Cuando te pasas años, muchos años, intentando compatibilizar un trabajo, un doctorado, actividades extraescolares y un poco de vida social, aprendes a organizarte tu vida, sobre todo tu tiempo libre, minuto a minuto. Y con antelación. Sin lugar a la espontaneidad, ni a los planes inesperados.

Hoy es viernes. No tengo planes esta noche. Genial, haré tesis y me iré a dormir pronto. Mañana me levantaré pronto y seguiré. Luego iré a ensayo con el grupo. Después de comer, trabajaré un rato más, porque por la noche tengo una cena. Intentaré que no se haga muy tarde, así aprovecho la mañana del domingo. Luego se hace tarde, claro, y te levantas a las tantas. No pasa nada, aprovecho las dos horas que quedan de mañana para hacer los deberes de inglés y limpiar el baño. Después de comer me pongo otra vez. Y esta tarde no quedo con nadie, así aprovecho más.

O…

Hoy es viernes. Tengo cena. Bueno, no saldré. Bueno, saldré pero no beberé. Bueno, saldré, beberé, pero poco. Bueno, tampoco pasa nada si mañana por la mañana no hago nada. Bueno, me levanto pronto aunque tenga sueño, trabajo por la mañana y ya hago la siesta después de comer. No, mejor que no salga hoy. Bueno, venga, sí que salgo, pero el sábado no, que el domingo tengo excursión y estaré todo el día fuera. Pero volveré de la excursión pronto y trabajaré un rato. Pero no mucho, que si el domingo me voy a dormir tarde, el lunes no soy nadie en el curro.

Y así hasta el infinito.

Ahora, en este estado de extraña felicidad postdoctoral, he descubierto que soy incapaz de olvidar esta rutina de organizar mi tiempo libre al milímetro. Lo voy consiguiendo sí… al menos a ratos. Pero me descubro a mí misma en plan…

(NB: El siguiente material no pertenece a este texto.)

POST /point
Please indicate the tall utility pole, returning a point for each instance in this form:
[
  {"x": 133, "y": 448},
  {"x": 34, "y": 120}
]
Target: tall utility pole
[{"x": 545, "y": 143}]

Hoy es viernes. Viene gente a casa. Ayer no tuve tiempo de ir a Carrefour. No pasa nada. Después de comer, bajo los papeles y plásticos para reciclar, voy al Mercadona y luego me pongo a preparar la cena. El sábado por la mañana recogeré la casa y haré la siesta, porque estaré cansada del viernes. Y tengo planes para el sábado por la noche. Ir a tomar algo. ¿Cena antes? Tal vez sí pero… ¿por qué no hemos quedado ya para cenar? ¿Por qué lo tenemos que decidir en el último momento? Y el domingo hará malo. No pasa nada. Limpio la casa. Arreglo las plantas. Hago deberes de inglés. Me tumbo en el sofá a hacer el vago. Escribo un poco. ¿Y por la tarde? ¿No tengo planes para el domingo por la tarde? Hm... debería leer el libro de inglés, que voy algo retrasada. Y tengo que poner una lavadora.


Algún día seré una persona normal. Eso espero.

O no.

La foto, hecha con el móvil el otro día en el Palma aquarium, donde fue a una conferencia. Es interesante la vida que existe después de la tesis.